When the New Year began, no one could imagine the box-office holocaust that the spread of the coronavirus (aka Covid-19) would wreak worldwide. While it is known that China shut down its cinemas for three months, the bad news about $ingapore film exhibition was off the record. Industry sources say that shows were quietly cancelled when no tickets are bought.

Cinemas have also begun to start the screening day later, just before lunchtime. It used to begin after breakfast. Film productions have also been postponed. Award-winning $ingapore-based producer, Fran Borgia, confirmed that the production of Jow Zhi Wei’s debut feature, Tomorrow is A Long Time, has been pushed back to late this year. Meanwhile, Jeremy Chua’s co-production of Nicole Midori Woodford’s You Are There that requires locations in Japan was planned to shoot in June. This has now been pushed to year end.

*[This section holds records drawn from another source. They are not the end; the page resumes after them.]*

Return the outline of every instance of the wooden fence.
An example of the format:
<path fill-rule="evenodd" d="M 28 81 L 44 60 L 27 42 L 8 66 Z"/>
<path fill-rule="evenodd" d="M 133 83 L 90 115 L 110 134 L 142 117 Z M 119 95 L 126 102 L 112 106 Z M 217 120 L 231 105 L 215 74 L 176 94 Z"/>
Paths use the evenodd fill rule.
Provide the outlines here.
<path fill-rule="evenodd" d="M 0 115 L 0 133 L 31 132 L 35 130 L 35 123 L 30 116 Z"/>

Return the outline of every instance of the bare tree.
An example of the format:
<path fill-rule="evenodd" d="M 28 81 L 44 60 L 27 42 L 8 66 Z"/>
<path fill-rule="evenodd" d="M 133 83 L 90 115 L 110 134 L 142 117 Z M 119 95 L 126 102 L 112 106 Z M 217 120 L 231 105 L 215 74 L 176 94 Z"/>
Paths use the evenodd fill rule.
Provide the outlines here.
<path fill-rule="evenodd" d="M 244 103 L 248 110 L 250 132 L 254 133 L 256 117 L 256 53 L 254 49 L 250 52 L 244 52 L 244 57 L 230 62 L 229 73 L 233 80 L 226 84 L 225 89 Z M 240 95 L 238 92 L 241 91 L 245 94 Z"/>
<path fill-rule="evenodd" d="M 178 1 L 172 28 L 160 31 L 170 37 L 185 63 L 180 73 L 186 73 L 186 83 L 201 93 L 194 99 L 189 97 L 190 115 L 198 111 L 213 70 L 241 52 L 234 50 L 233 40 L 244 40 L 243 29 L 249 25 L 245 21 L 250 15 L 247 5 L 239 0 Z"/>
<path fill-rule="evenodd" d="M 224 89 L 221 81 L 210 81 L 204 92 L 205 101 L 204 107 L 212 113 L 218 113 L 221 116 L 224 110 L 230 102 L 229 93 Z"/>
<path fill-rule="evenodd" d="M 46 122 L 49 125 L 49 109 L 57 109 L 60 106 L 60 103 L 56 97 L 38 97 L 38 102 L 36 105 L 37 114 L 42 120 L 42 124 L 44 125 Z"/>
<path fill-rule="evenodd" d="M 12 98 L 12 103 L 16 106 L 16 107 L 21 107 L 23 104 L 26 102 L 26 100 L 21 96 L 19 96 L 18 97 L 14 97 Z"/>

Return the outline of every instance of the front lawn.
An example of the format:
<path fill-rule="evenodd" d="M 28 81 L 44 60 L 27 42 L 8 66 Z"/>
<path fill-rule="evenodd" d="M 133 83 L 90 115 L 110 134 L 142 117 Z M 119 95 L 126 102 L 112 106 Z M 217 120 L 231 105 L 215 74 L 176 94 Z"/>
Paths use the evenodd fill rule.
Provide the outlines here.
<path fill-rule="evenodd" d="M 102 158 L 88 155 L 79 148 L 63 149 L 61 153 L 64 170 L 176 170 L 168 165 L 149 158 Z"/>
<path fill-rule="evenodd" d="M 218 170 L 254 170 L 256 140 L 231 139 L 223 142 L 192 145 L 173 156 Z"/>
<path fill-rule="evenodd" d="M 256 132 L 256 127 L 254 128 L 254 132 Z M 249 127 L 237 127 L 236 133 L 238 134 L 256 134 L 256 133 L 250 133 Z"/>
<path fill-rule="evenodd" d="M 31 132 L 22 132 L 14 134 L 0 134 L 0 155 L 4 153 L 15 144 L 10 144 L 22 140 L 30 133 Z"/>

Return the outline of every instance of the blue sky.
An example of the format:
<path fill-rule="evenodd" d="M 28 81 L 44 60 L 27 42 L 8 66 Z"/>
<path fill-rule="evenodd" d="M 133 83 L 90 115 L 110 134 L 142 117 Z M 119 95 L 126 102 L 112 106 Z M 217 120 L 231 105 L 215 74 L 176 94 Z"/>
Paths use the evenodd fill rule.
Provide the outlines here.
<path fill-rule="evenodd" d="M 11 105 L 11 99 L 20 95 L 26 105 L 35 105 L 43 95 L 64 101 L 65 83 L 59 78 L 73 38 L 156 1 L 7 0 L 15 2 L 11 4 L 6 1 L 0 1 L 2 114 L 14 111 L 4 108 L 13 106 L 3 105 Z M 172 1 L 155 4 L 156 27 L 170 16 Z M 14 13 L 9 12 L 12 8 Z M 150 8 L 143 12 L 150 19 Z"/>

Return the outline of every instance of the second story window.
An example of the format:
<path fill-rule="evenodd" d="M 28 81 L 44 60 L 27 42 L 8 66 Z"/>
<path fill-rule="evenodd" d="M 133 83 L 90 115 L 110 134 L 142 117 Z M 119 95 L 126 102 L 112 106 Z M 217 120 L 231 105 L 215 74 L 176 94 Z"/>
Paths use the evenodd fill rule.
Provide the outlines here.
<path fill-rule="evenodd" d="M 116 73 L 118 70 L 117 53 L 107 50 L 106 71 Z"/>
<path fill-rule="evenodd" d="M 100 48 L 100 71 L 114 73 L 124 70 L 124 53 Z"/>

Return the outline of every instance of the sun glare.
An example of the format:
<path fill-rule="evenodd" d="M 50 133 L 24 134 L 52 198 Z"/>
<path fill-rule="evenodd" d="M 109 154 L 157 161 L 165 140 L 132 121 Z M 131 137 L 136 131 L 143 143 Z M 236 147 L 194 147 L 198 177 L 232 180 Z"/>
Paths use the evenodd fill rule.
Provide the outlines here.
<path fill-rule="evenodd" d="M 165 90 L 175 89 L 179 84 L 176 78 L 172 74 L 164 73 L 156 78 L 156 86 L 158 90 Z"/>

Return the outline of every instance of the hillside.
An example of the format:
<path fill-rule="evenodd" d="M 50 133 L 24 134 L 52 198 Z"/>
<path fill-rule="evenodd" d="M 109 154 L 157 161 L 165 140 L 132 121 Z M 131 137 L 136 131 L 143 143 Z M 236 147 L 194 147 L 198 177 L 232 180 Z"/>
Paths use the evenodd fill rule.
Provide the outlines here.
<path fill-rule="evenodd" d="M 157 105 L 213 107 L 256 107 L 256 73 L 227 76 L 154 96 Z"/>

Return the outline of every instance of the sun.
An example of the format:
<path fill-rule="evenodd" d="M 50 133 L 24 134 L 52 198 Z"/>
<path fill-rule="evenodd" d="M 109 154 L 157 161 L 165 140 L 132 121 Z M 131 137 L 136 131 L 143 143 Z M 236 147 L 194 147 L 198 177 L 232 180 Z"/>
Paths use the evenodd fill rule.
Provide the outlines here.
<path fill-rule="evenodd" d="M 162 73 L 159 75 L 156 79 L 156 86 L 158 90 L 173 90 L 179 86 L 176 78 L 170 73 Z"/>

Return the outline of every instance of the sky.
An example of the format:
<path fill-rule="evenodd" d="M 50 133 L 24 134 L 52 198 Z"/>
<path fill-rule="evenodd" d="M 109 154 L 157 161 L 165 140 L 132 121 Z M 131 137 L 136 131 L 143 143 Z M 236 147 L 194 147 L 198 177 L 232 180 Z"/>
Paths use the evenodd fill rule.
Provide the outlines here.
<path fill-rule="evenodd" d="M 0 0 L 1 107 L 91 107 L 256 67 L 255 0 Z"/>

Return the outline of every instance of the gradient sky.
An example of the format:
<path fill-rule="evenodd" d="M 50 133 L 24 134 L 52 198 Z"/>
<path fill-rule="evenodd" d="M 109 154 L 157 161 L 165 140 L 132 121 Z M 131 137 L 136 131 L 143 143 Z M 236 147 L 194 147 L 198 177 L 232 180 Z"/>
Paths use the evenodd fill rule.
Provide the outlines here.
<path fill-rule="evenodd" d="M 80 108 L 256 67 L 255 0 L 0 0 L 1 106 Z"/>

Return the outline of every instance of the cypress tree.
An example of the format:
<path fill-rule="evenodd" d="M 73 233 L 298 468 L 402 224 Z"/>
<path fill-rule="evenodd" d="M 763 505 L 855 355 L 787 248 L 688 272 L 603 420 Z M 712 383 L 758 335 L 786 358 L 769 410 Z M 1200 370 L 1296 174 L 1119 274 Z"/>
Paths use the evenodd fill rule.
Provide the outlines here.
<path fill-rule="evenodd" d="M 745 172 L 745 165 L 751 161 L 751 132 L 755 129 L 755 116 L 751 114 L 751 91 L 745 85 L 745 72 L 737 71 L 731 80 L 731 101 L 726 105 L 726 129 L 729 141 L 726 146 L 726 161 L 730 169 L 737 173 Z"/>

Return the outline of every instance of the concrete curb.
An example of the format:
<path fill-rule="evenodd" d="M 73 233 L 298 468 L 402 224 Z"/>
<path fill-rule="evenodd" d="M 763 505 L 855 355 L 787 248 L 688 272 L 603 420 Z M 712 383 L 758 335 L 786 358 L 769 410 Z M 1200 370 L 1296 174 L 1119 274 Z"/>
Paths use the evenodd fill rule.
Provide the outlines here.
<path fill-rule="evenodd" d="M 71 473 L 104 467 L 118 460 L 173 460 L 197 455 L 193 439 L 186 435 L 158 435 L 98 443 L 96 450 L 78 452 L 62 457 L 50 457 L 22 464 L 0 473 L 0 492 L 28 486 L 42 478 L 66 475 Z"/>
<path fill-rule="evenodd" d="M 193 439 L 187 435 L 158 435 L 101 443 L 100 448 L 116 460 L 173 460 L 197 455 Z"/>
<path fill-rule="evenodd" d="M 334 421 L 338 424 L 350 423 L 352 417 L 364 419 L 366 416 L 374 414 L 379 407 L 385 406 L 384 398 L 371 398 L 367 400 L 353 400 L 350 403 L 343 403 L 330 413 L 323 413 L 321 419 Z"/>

Already four specialised film festivals have postponed their events, for example, the Japanese Film Festival and the Middle East Film Festival, and the $ingapore Chinese Film Festival. At stake here is the $ingapore Premiere of Goh Ming Siu’s and Scott Chong Hillyard’s Repossession, that was selected for the latter festival. Interestingly, this film will now have greater emotional resonance with this delayed release. The dark horror of unemployment faced by the protagonist was exactly what faced significant sectors of the $ingapore work force.

$ingapore cinemas will reopen on July 13, with 50-person limit per hall.